Works and Glory: or, Brief Assorted Thoughts on the Christology of John 5

John 5 begins with the fairly familiar story of Jesus healing the paralyzed man by the pool on the Sabbath, incurring the wrath of the Jews. During their persecution of him, Jesus has a number of interesting things to say:

  1. He and his Father have both been working. What’s especially interesting is the inference the Jews draw: that in making this declaration, he had made himself equal with God.
  2. The Son can’t do anything but what he sees the Father do.
  3. The Father himself judges no one, but leaves the judging to the Son (this is a function of his being the Son of Man), and to dishonour the Son is to dishonour the father.
  4. The Son only has life in himself because the Father grants it, whereas the Father has life in Himself.
  5. The works that the Father gives to the Son are what bears witness that the Father has sent the Son.
  6. In some sense the Jews are guilty – accused by Moses, no less – of not seeking the glory (or honour) that comes only from God. The opposite is the case with Jesus, who actively seeks God’s glory.
  7. Jesus can do nothing of himself: the soundness of his judgement derives from the will of the Father.


This chapter serves as something of an exposition of what the relation of Father/Son cashes out to. In broad strokes, it could be said that the only function Jesus has is to do what the Father wants him to do. Going further, it may even be implied that Jesus doesn’t even have a ‘will’ of his own because of the extent to which he depends on the Father’s will. Earlier in John 4, Jesus says that his bread is to do the will of his Father, and with the food-language coupled to the will-language here, it would appear that the will of the Father is for Jesus is almost an animating force. So fully submitted to the will of the Father is the Son that doing the Father’s will is what keeps him alive – the only purpose the Son has is to serve as the agent that accomplishes the will of the Father. Submission seems to not go far enough in categorizing the relation between the Father and Son here.

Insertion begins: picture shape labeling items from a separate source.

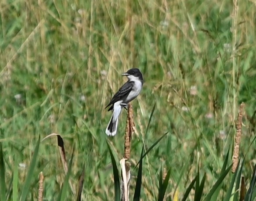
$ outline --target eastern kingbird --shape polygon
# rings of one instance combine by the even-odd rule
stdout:
[[[113,114],[106,129],[106,134],[114,136],[116,134],[118,117],[123,108],[127,108],[127,104],[135,98],[141,90],[143,85],[142,75],[138,68],[132,68],[122,75],[127,76],[128,80],[114,95],[106,109],[111,105],[108,111],[112,110]]]

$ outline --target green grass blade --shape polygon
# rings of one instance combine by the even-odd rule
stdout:
[[[190,184],[189,184],[189,186],[188,186],[188,187],[187,187],[187,188],[186,190],[186,191],[185,192],[185,193],[184,194],[184,195],[183,196],[183,197],[182,198],[181,201],[185,201],[187,197],[188,197],[189,193],[190,193],[190,191],[191,191],[192,188],[193,188],[194,184],[195,184],[195,181],[197,179],[198,176],[198,175],[195,176],[195,177],[194,179],[192,180],[192,181],[190,183]]]
[[[137,166],[140,163],[140,162],[141,161],[141,160],[142,159],[144,158],[144,157],[145,156],[146,156],[146,155],[148,154],[148,153],[151,150],[152,150],[152,149],[153,149],[153,148],[158,144],[158,143],[159,142],[160,142],[161,140],[162,139],[163,139],[165,136],[166,136],[167,134],[168,133],[168,132],[166,133],[162,136],[157,140],[156,140],[152,145],[151,145],[150,146],[150,147],[148,148],[148,150],[147,150],[146,151],[146,152],[145,152],[145,153],[143,154],[143,155],[142,156],[142,157],[141,158],[141,159],[140,160],[140,161],[139,161],[139,162],[138,162],[138,163],[136,164],[136,165],[135,165],[135,167],[134,168],[136,168],[136,167],[137,167]]]
[[[180,184],[180,181],[181,180],[181,178],[182,178],[182,176],[183,176],[183,174],[184,174],[184,172],[185,172],[185,170],[186,170],[187,169],[187,166],[188,165],[190,160],[190,158],[188,158],[187,160],[187,162],[186,162],[186,163],[183,166],[183,167],[182,167],[182,169],[180,170],[180,176],[179,176],[179,178],[178,179],[178,180],[177,180],[176,186],[175,187],[175,188],[174,189],[174,192],[176,192],[176,190],[177,190],[177,188],[178,188],[178,187],[179,186],[179,184]]]
[[[240,188],[240,180],[241,179],[241,176],[242,175],[242,170],[243,169],[243,167],[244,166],[244,163],[245,162],[245,158],[243,159],[242,161],[242,163],[241,164],[241,167],[240,168],[240,169],[239,170],[239,172],[238,172],[238,174],[237,177],[237,179],[236,181],[236,184],[235,185],[235,188],[234,189],[235,193],[234,195],[234,199],[233,201],[238,201],[238,190]]]
[[[110,147],[108,144],[108,141],[107,141],[107,144],[108,145],[108,151],[110,154],[111,162],[113,167],[113,174],[114,174],[114,183],[115,186],[115,201],[119,201],[120,198],[121,197],[121,193],[120,192],[120,181],[119,180],[118,169],[117,169],[117,166],[116,165],[116,163],[115,162],[115,158],[114,158],[113,153],[111,151],[111,149],[110,148]]]
[[[212,196],[216,190],[218,188],[219,186],[221,184],[221,183],[227,176],[227,175],[230,170],[230,169],[232,168],[232,164],[230,165],[230,166],[225,171],[224,171],[222,174],[220,174],[220,177],[217,180],[217,181],[215,183],[213,187],[209,191],[209,193],[207,194],[206,196],[206,198],[205,199],[205,201],[209,201],[211,200],[211,198]]]
[[[18,200],[18,161],[17,158],[17,156],[15,156],[13,168],[13,181],[12,182],[12,200],[13,201]]]
[[[149,117],[149,120],[148,120],[148,126],[147,126],[147,129],[146,130],[146,133],[145,134],[145,139],[144,139],[144,143],[146,141],[147,139],[147,136],[148,136],[148,128],[149,128],[149,125],[151,122],[151,120],[152,119],[152,117],[153,116],[153,114],[155,111],[155,103],[154,104],[153,106],[153,108],[152,108],[152,111],[151,111],[151,113],[150,114],[150,116]]]
[[[227,167],[227,161],[228,161],[228,158],[229,157],[229,151],[230,150],[230,147],[228,148],[228,150],[227,151],[227,153],[226,155],[226,157],[224,159],[224,162],[223,163],[223,165],[222,165],[222,167],[221,168],[221,170],[220,171],[220,175],[221,175],[226,170],[226,168]],[[221,185],[220,185],[219,187],[217,188],[217,189],[215,190],[215,191],[212,196],[211,198],[211,201],[215,201],[217,200],[217,198],[219,196],[219,194],[220,194],[220,191],[221,189]]]
[[[4,154],[2,143],[0,143],[0,200],[5,201],[6,186],[5,185],[5,168],[4,162]]]
[[[146,142],[146,140],[147,139],[147,136],[148,134],[148,128],[149,128],[149,126],[150,125],[150,123],[151,122],[151,120],[152,119],[152,117],[153,116],[153,114],[155,109],[155,103],[154,104],[154,106],[153,106],[153,108],[150,114],[150,116],[149,117],[149,119],[148,120],[148,126],[147,126],[147,129],[146,130],[146,133],[145,134],[145,139],[144,140],[144,142],[142,145],[142,147],[141,148],[141,158],[139,161],[139,169],[138,170],[138,174],[137,175],[137,179],[136,180],[136,185],[135,186],[135,190],[134,192],[134,194],[133,196],[133,201],[139,201],[140,200],[140,197],[141,196],[141,182],[142,178],[142,160],[143,159],[143,150],[144,149],[144,145],[145,142]],[[159,140],[160,141],[160,140]],[[155,145],[151,146],[152,148],[155,146],[157,143],[154,143]],[[148,152],[148,153],[149,151]],[[145,155],[144,156],[146,155]]]
[[[69,187],[69,176],[71,174],[71,168],[72,167],[72,162],[73,162],[73,158],[74,158],[74,151],[75,146],[74,146],[73,147],[72,155],[71,155],[71,158],[70,158],[70,161],[69,161],[69,164],[68,172],[67,172],[67,174],[65,177],[65,179],[64,180],[64,182],[61,186],[61,191],[57,200],[58,201],[64,201],[66,200],[66,194],[68,191],[68,188]]]
[[[142,178],[142,156],[143,156],[143,150],[144,149],[144,144],[141,148],[141,159],[139,163],[139,169],[137,175],[137,179],[136,180],[136,185],[135,186],[135,191],[133,196],[133,201],[139,201],[141,196],[141,182]]]
[[[84,163],[83,165],[83,170],[82,172],[79,176],[79,178],[78,179],[78,185],[77,186],[77,190],[76,191],[76,201],[81,201],[81,196],[82,195],[82,192],[83,191],[83,178],[84,177],[84,170],[85,170],[85,165]]]
[[[238,165],[237,168],[236,169],[235,172],[233,175],[232,179],[231,179],[231,181],[230,182],[230,183],[229,184],[229,187],[228,187],[228,189],[227,190],[227,191],[226,193],[226,195],[225,195],[225,197],[224,197],[223,201],[229,201],[231,197],[232,191],[233,190],[233,189],[234,188],[234,182],[235,181],[235,179],[236,178],[236,176],[237,175],[237,173],[238,172],[238,169],[239,169],[238,167],[240,162],[239,160]],[[242,167],[241,168],[242,168]]]
[[[252,176],[252,179],[251,179],[251,183],[250,183],[250,187],[249,189],[245,195],[245,201],[251,201],[254,200],[252,195],[254,192],[254,190],[255,188],[255,184],[256,183],[256,165],[254,165],[253,169],[253,172]]]
[[[40,136],[38,137],[38,140],[37,140],[37,142],[36,143],[36,147],[34,150],[34,153],[33,154],[33,156],[32,157],[32,159],[29,168],[29,170],[28,171],[28,173],[27,176],[26,176],[26,179],[25,179],[25,181],[24,182],[24,184],[22,191],[22,194],[20,199],[20,201],[25,201],[26,200],[26,197],[29,191],[29,186],[30,185],[30,183],[31,182],[31,180],[33,178],[33,172],[34,172],[34,169],[36,167],[36,159],[37,159],[37,155],[38,155],[38,151],[39,150],[39,145],[40,145]]]
[[[162,188],[162,165],[160,169],[160,173],[159,174],[159,188]]]
[[[198,177],[199,178],[199,175]],[[204,186],[205,185],[205,182],[206,181],[206,174],[205,173],[202,180],[201,180],[200,184],[195,190],[194,197],[194,200],[195,201],[199,201],[201,200],[203,194],[203,190],[204,190]],[[208,200],[209,201],[210,200]]]
[[[164,199],[164,195],[166,194],[166,189],[167,188],[167,186],[168,185],[169,178],[170,178],[170,174],[171,172],[170,170],[170,169],[169,169],[168,172],[167,172],[163,183],[161,186],[159,186],[159,187],[158,191],[158,201],[162,201]],[[162,178],[161,178],[160,179],[162,179]]]

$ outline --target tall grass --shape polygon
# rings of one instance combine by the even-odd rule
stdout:
[[[113,197],[104,132],[111,114],[104,108],[126,81],[120,74],[133,67],[145,82],[132,103],[131,190],[143,143],[147,151],[168,132],[143,159],[141,199],[157,199],[161,167],[170,170],[166,198],[178,192],[182,199],[191,183],[200,189],[202,178],[205,197],[233,146],[242,102],[241,171],[246,189],[250,184],[253,189],[256,9],[253,1],[234,2],[0,1],[0,162],[7,187],[1,198],[20,197],[38,136],[54,133],[63,138],[68,163],[76,145],[69,181],[77,183],[84,163],[84,200]],[[116,159],[123,153],[124,114],[117,136],[109,139]],[[58,153],[55,140],[40,143],[27,200],[38,197],[41,172],[43,197],[55,200],[60,194],[66,180]],[[229,172],[218,199],[233,178]],[[65,189],[67,200],[74,200]],[[194,199],[192,193],[188,199]]]

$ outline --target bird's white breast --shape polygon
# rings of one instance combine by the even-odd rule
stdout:
[[[138,79],[138,78],[134,78],[130,79],[130,81],[134,82],[133,89],[127,97],[125,102],[128,103],[135,98],[140,94],[142,87],[142,83]]]

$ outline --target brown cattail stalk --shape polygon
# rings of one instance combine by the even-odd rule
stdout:
[[[39,189],[38,190],[38,201],[43,201],[43,172],[39,175]]]
[[[245,108],[245,104],[241,103],[238,109],[238,114],[236,122],[236,133],[234,140],[234,147],[233,153],[233,166],[232,172],[234,173],[237,169],[238,163],[239,145],[241,140],[242,118]]]
[[[130,163],[128,161],[130,158],[130,153],[131,151],[131,138],[133,133],[133,107],[129,103],[128,106],[128,113],[126,122],[126,128],[124,136],[124,158],[121,160],[125,161],[124,167],[122,169],[122,186],[121,186],[121,198],[122,201],[128,200],[129,182],[130,177]],[[125,171],[125,173],[124,172]],[[124,177],[126,179],[124,179]]]

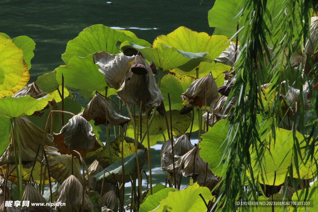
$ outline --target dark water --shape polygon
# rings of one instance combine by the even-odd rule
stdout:
[[[209,27],[207,14],[214,1],[1,0],[0,32],[11,38],[26,35],[35,42],[31,83],[64,64],[61,55],[67,42],[92,25],[129,30],[150,43],[157,36],[181,26],[211,35],[213,29]],[[161,171],[161,145],[151,149],[154,185],[164,184],[167,176]],[[147,166],[144,168],[148,172]],[[189,179],[184,179],[183,187],[188,182]],[[146,183],[143,181],[143,185]],[[126,189],[127,193],[131,190]]]

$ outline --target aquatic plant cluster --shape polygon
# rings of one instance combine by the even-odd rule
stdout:
[[[227,1],[209,12],[212,36],[182,26],[151,44],[88,27],[29,85],[35,43],[0,33],[1,211],[318,210],[316,5]],[[163,141],[154,185],[149,150]]]

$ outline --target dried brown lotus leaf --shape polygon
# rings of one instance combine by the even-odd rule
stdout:
[[[194,147],[189,139],[187,133],[178,138],[173,141],[175,161],[177,161]],[[161,147],[161,168],[163,170],[165,167],[172,164],[172,151],[170,139],[165,142]]]
[[[79,115],[87,121],[93,120],[94,125],[123,126],[131,120],[116,113],[110,104],[100,95],[96,94]]]
[[[234,66],[236,61],[234,61],[235,55],[235,46],[236,45],[233,42],[230,42],[230,46],[226,48],[225,51],[223,51],[220,56],[215,58],[213,61],[216,63],[221,63],[224,64],[229,65],[231,67]],[[237,53],[237,61],[239,54],[240,45],[238,45]]]
[[[79,115],[70,119],[59,133],[53,133],[53,143],[58,151],[63,154],[71,154],[75,150],[85,155],[100,147],[92,125]]]
[[[49,206],[46,206],[48,203],[46,200],[40,194],[35,188],[30,183],[28,183],[23,192],[23,195],[21,200],[23,201],[30,201],[30,202],[44,203],[44,206],[32,206],[30,204],[29,207],[24,206],[21,209],[23,211],[52,211],[53,209]]]
[[[186,100],[193,106],[201,107],[210,105],[218,97],[218,86],[211,73],[199,78],[192,83],[185,92],[182,94],[182,99]]]
[[[23,161],[33,161],[36,155],[39,144],[43,143],[44,131],[41,129],[25,117],[16,119],[17,129],[19,132],[20,141],[21,143],[21,160]],[[9,146],[0,158],[0,165],[7,163],[7,161],[15,161],[14,150],[12,143],[12,133],[10,133]],[[52,143],[53,137],[46,134],[45,135],[44,145],[51,147],[54,146]],[[41,161],[42,149],[40,148],[37,161]]]
[[[103,51],[93,54],[95,64],[103,75],[107,84],[116,90],[122,84],[125,76],[129,71],[135,56],[128,57],[124,53],[110,54]]]
[[[195,167],[193,174],[193,166],[195,157]],[[206,186],[210,190],[213,188],[218,182],[218,180],[213,174],[208,164],[200,156],[197,147],[195,147],[175,162],[176,175],[176,176],[191,177],[197,181],[201,186]],[[173,174],[173,164],[164,168],[163,169]],[[206,178],[204,181],[205,171]]]
[[[146,61],[139,56],[136,56],[133,64],[137,64],[146,67],[147,74],[138,75],[130,71],[117,93],[124,104],[129,103],[139,106],[140,101],[142,101],[143,110],[144,110],[145,106],[152,108],[157,107],[164,99],[157,85],[151,69]]]
[[[61,184],[69,176],[72,174],[72,159],[68,154],[61,154],[58,152],[56,148],[47,146],[44,147],[49,163],[49,168],[51,176]],[[79,179],[82,177],[78,164],[73,160],[73,174]],[[42,163],[46,164],[45,159]]]
[[[106,206],[108,209],[113,211],[118,211],[118,203],[115,191],[111,190],[105,194],[101,198],[100,206],[101,207]]]
[[[84,194],[84,202],[82,194],[83,186],[76,177],[71,175],[61,185],[58,197],[57,205],[60,206],[65,203],[65,206],[56,206],[55,209],[61,212],[80,211],[82,207],[84,211],[93,212],[93,205],[87,195]],[[64,205],[64,204],[63,204]]]

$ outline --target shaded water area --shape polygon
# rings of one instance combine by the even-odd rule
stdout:
[[[139,38],[150,43],[157,36],[167,34],[181,26],[211,35],[213,29],[209,26],[207,15],[214,2],[213,0],[203,0],[202,2],[201,0],[2,0],[0,7],[2,18],[0,32],[11,38],[26,35],[36,43],[30,71],[31,83],[39,75],[52,72],[64,64],[61,55],[65,50],[67,42],[92,25],[102,24],[129,30]],[[79,98],[78,101],[84,107],[89,101],[82,98]],[[105,133],[103,133],[101,140],[104,141]],[[191,139],[194,139],[197,134],[193,135]],[[113,137],[112,135],[111,139]],[[195,141],[192,140],[192,143]],[[167,176],[166,172],[161,170],[162,143],[158,142],[151,148],[154,185],[164,184]],[[148,165],[143,167],[147,173]],[[189,180],[183,178],[183,187],[188,184]],[[146,184],[146,181],[143,181],[143,190]],[[126,190],[127,195],[129,195],[131,189],[127,188]]]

‘Work’ seems to be the main theme of this chapter; it’s the declaration of working with the Father that makes the Jews want to kill Jesus. As noted above, an aspect of the work for which the son was sent was judging, and in John 5:28 Jesus refers to Daniel 12:2, connecting this verse to his own work of judging. Interestingly, Jesus appears totally unconcerned with whether or not the Jews believe that he is in fact sent from the Father – he has his job and works to do, and it falls on the Jews for not believing either Jesus, the witness of the Father/his works, and Moses. What’s interesting is that though Jesus is here to judge, he’s not going to accuse the Jews to the Father; this is Moses’s job.

The brief take on John 5 by S.A. Cummins in Theological Interpretation of the New Testament, where his works ‘enable him as Son to reveal the Father in new, authoritative and life giving ways’ (p. 67) seems to not really be validated by the text itself, which largely focuses on the extent to which it is the Son who is witnessed to and revealed by God and in his works. Brandon Crowe thinks that verses 39 and 45-47 call for faith, but that doesn’t seem textually supported either, since these verses show Christ not calling for his persecutors to have faith but rather issuing a judgement of condemnation, not dissimilar from the sort of judgement issued in verse 22.